The Danger of Texting While Driving
Governments move against distracted driving
In 2011, New York Governor Andrew Cuomo signed a bill that bans texting while driving statewide. (ZUMA Press/Newscom)
The U.S. Department of Transportation is cracking down on distracted driving—especially texting behind the wheel. Currently, 44 states ban texting while driving. The Department’s new effort encourages the remaining six states to create and pass similar bans. The plan also challenges automakers to build cars with fewer technological distractions on the dashboard.
What’s the problem with texting while driving? One study found that each text took a driver’s focus away from the road for an average of 4.6 seconds. At 55 miles per hour, that’s long enough for a car to travel the length of a football field.
The problem is especially bad among young people, and texting is a major factor. Drivers age 25 and under are two to three times more likely than older drivers to send text messages or e-mails while driving.
“Young people think that they’re invincible,” says U.S. Transportation Secretary Ray LaHood. “They think that nothing can happen to them. And we know the statistics don’t bear that out.”
In 2010, nearly 3,100 people in the United States were killed in crashes in which drivers were distracted. Thousands more were injured or disabled for life.
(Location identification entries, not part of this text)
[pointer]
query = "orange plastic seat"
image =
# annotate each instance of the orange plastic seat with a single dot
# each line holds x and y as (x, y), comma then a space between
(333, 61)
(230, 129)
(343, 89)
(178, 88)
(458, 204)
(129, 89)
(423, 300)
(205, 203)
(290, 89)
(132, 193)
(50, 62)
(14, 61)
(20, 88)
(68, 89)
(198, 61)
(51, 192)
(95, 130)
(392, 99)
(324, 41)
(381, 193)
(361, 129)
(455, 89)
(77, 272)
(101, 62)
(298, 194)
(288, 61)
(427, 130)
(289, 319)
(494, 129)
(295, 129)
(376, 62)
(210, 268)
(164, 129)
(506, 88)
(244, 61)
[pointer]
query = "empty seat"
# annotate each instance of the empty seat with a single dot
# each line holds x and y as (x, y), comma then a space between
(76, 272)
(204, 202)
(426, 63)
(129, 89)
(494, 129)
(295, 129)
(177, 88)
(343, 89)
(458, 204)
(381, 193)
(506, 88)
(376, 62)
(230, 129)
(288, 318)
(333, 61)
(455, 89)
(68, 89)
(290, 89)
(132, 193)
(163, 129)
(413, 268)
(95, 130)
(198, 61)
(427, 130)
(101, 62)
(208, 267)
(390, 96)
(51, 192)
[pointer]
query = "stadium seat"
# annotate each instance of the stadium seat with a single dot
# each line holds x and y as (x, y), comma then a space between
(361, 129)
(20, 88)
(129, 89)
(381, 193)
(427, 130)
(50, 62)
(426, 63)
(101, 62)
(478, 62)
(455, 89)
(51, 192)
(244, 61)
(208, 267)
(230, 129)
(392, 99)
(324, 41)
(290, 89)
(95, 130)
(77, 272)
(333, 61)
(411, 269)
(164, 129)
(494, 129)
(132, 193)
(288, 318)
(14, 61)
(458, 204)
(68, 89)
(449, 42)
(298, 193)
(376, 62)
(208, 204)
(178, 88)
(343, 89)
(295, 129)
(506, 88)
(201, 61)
But not everyone believes that tough new laws are enough. One North Carolina study found that texting while driving actually increased after the state passed a law against it. “There’s no indication that teens abide by the laws once they’re implemented," says Russ Rader of the Insurance Institute for Highway Safety.
That is why the Department of Transportation is funding programs in California and Delaware to test the impact of increased law enforcement coupled with educational campaigns aimed at distracted driving. The ad campaigns will be based on “Click It or Ticket” programs that have helped boost seat-belt use.
LaHood believes that education is the key to ending distracted driving. “We need to teach kids, who are the most vulnerable drivers, that texting and driving don’t mix,” he says.